Sunday, May 13, 2012

Mother's Day


 I’m homesick today. And I don’t know how to write about it with some emotive voice that makes this blog post sound cohesive and retrospective. The fact is, it’s Mother’s Day, and I have been mothered by a lot of amazing women in my life. Women who have treated me like their own. Laughed with me. Cried with me. Given me advice. Sternly suggested I take a different path. Reassured me when I thought I had no options. Throughout life, I’ve been taken under the wing on countless occasions by my grandmothers, my friends’ mothers, my teachers, aunts, and host mothers from two different countries. They have all, in some part, helped to raise me into the woman I am today. The part that has me so baffled as I sit here typing, is that upon reflection, I realize that each cared for me intrinsically. What sort of social capital could I, as a 4-year old, have provided in return for Mrs. Armstrong’s lessons of love for your brother when some kid in class was mean to me? What other than the purest of intentions urged my Eej from Orkhon to lovingly wash my hair for me?
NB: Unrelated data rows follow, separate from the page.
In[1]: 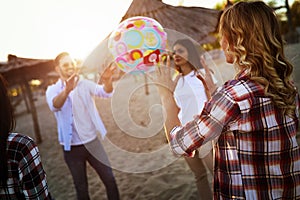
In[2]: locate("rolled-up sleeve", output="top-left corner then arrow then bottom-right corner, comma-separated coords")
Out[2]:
170,88 -> 239,156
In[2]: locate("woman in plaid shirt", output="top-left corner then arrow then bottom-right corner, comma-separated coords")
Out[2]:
157,1 -> 300,200
0,75 -> 52,200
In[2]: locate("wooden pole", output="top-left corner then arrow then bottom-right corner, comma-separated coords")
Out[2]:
23,79 -> 42,144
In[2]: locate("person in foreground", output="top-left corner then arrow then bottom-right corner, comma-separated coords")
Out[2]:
156,1 -> 300,199
173,38 -> 215,200
46,52 -> 119,200
0,75 -> 52,200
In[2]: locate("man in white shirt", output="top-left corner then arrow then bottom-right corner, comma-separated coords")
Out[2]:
46,52 -> 119,200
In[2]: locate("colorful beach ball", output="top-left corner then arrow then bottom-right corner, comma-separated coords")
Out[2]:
108,16 -> 167,73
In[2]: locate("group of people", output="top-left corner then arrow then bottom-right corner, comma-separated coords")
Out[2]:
0,1 -> 300,199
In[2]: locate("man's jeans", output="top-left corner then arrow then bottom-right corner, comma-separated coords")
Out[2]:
64,139 -> 119,200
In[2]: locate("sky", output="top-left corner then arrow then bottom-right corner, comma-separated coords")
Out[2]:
0,0 -> 222,62
0,0 -> 292,62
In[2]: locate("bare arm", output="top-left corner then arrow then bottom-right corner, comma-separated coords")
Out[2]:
98,63 -> 116,93
156,56 -> 181,141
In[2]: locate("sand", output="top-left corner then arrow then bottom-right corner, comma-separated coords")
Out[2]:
16,44 -> 300,200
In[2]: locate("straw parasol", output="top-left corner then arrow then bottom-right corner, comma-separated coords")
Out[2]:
0,55 -> 54,143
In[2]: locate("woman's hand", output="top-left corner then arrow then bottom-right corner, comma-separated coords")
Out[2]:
65,72 -> 79,94
98,63 -> 117,93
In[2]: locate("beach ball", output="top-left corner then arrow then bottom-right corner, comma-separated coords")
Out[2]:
108,16 -> 167,73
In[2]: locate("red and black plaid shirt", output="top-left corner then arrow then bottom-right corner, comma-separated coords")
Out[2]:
170,71 -> 300,200
0,133 -> 52,200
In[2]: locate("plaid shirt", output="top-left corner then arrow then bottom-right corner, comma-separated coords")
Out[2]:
0,133 -> 52,199
170,71 -> 300,200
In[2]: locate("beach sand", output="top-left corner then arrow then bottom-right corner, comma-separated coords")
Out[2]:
16,45 -> 300,200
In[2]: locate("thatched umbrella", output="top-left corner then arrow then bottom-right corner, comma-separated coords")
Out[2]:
83,0 -> 220,71
0,55 -> 54,143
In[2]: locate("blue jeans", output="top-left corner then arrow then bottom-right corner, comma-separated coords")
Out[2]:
64,139 -> 119,200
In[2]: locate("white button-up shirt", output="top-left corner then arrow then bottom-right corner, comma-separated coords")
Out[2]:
46,79 -> 113,151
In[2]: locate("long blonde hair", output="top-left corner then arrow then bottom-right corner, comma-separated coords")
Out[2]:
219,1 -> 297,117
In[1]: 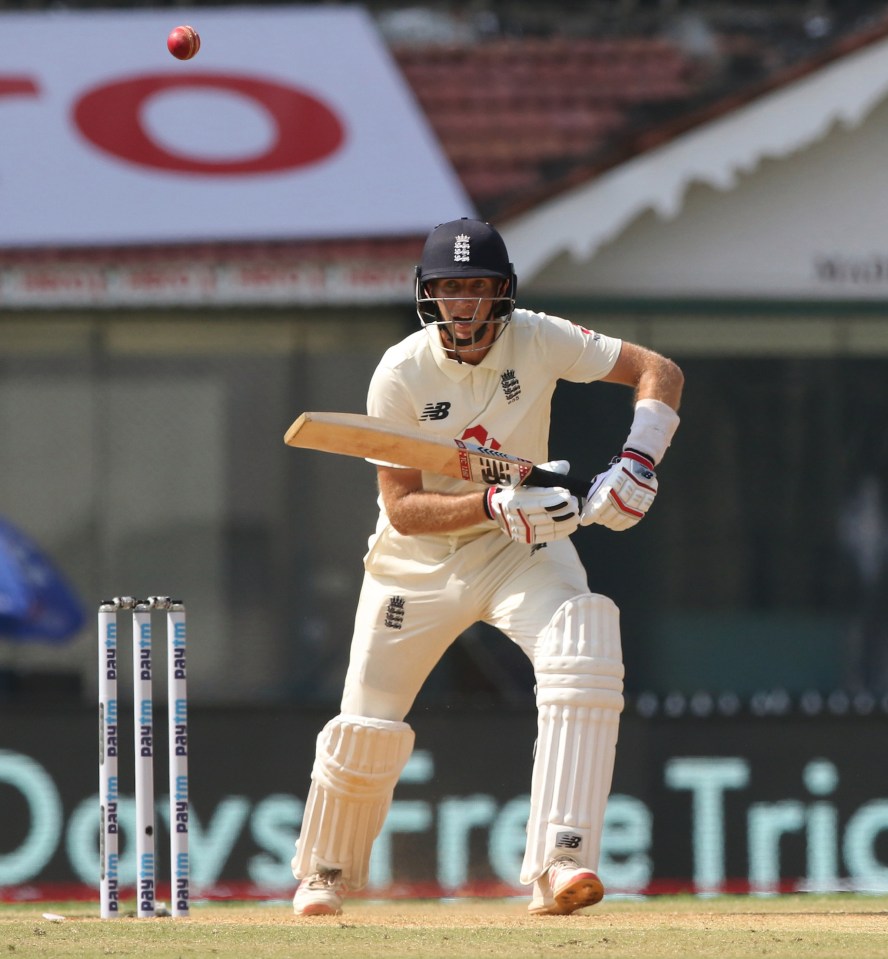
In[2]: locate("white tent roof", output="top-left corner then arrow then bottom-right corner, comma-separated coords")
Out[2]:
501,30 -> 888,294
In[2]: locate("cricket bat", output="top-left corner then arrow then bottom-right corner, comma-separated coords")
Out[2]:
284,413 -> 592,500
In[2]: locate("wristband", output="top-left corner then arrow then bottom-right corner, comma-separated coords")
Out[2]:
623,400 -> 679,464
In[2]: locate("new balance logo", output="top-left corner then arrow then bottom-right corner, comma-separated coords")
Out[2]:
419,400 -> 450,420
555,832 -> 583,849
385,596 -> 404,629
500,370 -> 521,403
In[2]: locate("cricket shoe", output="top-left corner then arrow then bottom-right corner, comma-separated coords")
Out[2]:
527,857 -> 604,916
293,869 -> 346,916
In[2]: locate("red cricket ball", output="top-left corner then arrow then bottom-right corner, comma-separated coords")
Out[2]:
167,26 -> 200,60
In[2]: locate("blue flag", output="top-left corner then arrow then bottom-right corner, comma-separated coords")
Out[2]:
0,518 -> 85,643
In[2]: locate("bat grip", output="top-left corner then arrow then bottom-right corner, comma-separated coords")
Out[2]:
523,466 -> 592,501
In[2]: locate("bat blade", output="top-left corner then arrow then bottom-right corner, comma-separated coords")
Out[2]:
284,413 -> 590,497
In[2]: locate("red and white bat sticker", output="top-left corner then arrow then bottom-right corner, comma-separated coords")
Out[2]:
454,440 -> 533,487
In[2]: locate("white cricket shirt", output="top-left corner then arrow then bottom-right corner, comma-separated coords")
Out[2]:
367,309 -> 622,536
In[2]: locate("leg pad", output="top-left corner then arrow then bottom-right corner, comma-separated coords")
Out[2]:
291,715 -> 414,889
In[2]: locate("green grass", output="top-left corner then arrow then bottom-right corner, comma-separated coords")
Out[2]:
0,893 -> 888,959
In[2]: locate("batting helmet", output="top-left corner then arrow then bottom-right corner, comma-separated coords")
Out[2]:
416,217 -> 518,323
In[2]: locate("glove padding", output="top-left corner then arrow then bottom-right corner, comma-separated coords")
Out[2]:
580,450 -> 658,531
485,460 -> 580,545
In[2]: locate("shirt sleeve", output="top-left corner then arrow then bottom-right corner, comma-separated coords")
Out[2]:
543,316 -> 623,383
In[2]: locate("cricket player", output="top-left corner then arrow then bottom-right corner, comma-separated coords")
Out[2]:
292,218 -> 683,916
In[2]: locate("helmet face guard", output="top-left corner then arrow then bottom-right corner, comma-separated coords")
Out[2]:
414,217 -> 518,352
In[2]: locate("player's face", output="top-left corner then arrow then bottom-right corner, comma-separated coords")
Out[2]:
428,276 -> 504,360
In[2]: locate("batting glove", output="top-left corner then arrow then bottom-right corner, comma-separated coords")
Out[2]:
580,450 -> 658,531
484,460 -> 580,546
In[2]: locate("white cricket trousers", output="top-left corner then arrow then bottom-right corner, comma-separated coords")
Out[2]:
341,527 -> 589,722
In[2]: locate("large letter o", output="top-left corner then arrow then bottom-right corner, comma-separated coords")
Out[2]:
74,73 -> 344,174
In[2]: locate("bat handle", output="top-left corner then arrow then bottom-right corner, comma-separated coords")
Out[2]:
523,466 -> 592,504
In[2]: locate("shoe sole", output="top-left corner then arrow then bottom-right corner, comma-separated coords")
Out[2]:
293,902 -> 342,916
528,872 -> 604,916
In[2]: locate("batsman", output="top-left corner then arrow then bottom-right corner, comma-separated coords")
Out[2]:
292,218 -> 684,916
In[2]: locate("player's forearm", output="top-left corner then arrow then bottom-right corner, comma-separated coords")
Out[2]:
635,356 -> 684,411
386,490 -> 489,536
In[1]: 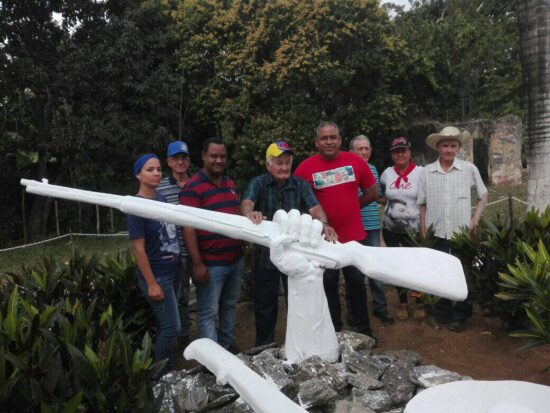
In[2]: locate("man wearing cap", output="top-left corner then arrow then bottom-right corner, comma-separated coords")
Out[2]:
179,138 -> 243,352
295,122 -> 378,336
157,141 -> 191,344
241,141 -> 336,347
346,135 -> 394,324
417,126 -> 488,331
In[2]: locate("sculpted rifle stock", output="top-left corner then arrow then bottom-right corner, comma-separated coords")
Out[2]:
21,179 -> 468,300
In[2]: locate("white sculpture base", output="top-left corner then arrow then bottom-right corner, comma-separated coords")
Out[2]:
285,269 -> 338,363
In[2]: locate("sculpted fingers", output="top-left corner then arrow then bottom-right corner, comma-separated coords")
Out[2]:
310,219 -> 323,248
273,209 -> 290,235
299,214 -> 313,247
288,209 -> 302,241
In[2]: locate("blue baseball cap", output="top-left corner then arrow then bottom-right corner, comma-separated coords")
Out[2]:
166,141 -> 189,156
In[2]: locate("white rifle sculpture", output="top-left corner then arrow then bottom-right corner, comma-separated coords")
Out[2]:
21,179 -> 474,413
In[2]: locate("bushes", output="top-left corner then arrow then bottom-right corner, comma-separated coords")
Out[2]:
452,207 -> 550,345
0,252 -> 162,412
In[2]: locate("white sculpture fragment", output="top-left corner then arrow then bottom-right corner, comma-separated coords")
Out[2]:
183,338 -> 307,413
270,209 -> 338,363
405,380 -> 550,413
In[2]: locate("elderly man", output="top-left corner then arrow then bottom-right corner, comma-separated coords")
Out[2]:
157,141 -> 191,345
179,138 -> 243,352
417,126 -> 488,332
352,135 -> 393,324
295,122 -> 378,336
241,141 -> 335,346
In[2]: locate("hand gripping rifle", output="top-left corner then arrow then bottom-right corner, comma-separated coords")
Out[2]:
21,179 -> 468,300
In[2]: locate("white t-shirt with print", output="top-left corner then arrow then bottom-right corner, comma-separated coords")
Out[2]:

And my second mothers: those of my friends’ whom I have visited even when their kids aren’t home. We weren’t of any blood relation. What made them so invested in me? I just don’t know what I could ever do for these women, all of my mothers, that would repay anything they have done for me. And I realize that love doesn’t work in  that reciprocal gift-giving sort of way. So I am just going to try and say thank you. To every woman who has mothered me, in however insignificant a moment it may have seemed. I am overwhelmed by your selflessness.

And to my own mother: I can only hope to be half the woman you are. Everyone who knows you can attest to your strength and heart. I don’t know how you can love so intensely, but I hope to learn. Thank you for raising me with courage, and for letting me stretch your heart across an ocean. When I was younger, I thought things changed between a kid and her mom once she became an adult. I’m glad I was wrong. I guess that’s why that dumb children’s book makes me so emotional these days. It’s true: “I’ll like you forever, I’ll love you for always. As long as I’m living, my mommy you’ll be.”